I was instantly reminded of The Golem, which "debunks the view that scientific knowledge is a straightforward outcome of competent theorization, observation, and experimentation". The examples on relativity and solar neutrinos are particularly engaging - it's not just psychology where experimentation is problematic, but all of science.

The linked blog also contributes useful observations of its own, such as the "rhetorical function" of the additional experiment in Doyen's study, how online publication makes a difference in how easily experimental setups can be replicated, or a subtle point about our favorite villain, p-values.


To add some more context: a lot of priming research uses boring measures, often response time on a computer button pressing task. Most of the theory about priming effects is based on studies using these kinds of computer tasks, since they're easier to run, easier for the experimenter to control, and less stastically noisy (once you average over a hundred trials for each participant). Several studies have found that elderly priming leads to slower response times on computer tasks (e.g., Dijksterhuis, Spears, & L├ępinasse, 2001; Kawakami, Young, & Dovidio, 2002).

Then there are some studies which measure more interesting macro behavior like walking. Sometimes these studies are the first to demonstrate a novel theoretical point, but their main advantages are that they show that priming effects translate into meaningful behaviors and that they're an interesting hook for understanding & explaining the ideas (a lot fewer people would talk about or remember that elderly priming slows you down if the only studies on the topic showed that it slowed response latencies on a lexical decision task by a tenth of a second). But if one study showing a macro behavior effect turns out to have been statistical noise & publication bias (or some other experimental artifact), that doesn't change much about our best theories of priming.

Looking at the walking speed measure for elderly priming, on the one side we have the non-replications by Doyen and Pasher. On the other side we have Bargh & colleagues' (1996) original study (study 2a), and an exact replication which Bargh & colleagues published in the same article (study 2b). That is the only paper I know of which includes a direct replication of one of its studies, and it weakens the standard concerns about publication bias, post hoc methodological decisions, and so forth.

There is also a study by Cesario, Plaks, and Higgins (2006) which found that people subliminally primed with photos of elderly men walked slower than people primed with photos of teenage males.

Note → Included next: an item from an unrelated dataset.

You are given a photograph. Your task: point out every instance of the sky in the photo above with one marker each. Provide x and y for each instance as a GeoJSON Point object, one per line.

The control group in that study was in between but not significantly different from either group (n=61 for the study), which makes it mixed support for the exact Bargh study. (The Cesario study also found that the effect of priming was moderated by people's attitudes towards the elderly - people who dislike the elderly did not slow down - which led to an argument that priming works differently than Bargh et al claimed. That's getting pretty far afield, but it could be relevant to the Bargh-Doyen debate if Belgians have different attitudes towards the elderly than Americans.)

I think it is going to pretty wonderful if this study is not reproducible, to serve as cautionary example.

While Bargh's reply does mention conflict of interest, it also mentions significant methodological differences..

It does look that both replications didn't replicate the relatively small number of primes in the priming material. Bargh has a consistent explanation with links to other studies why it is important.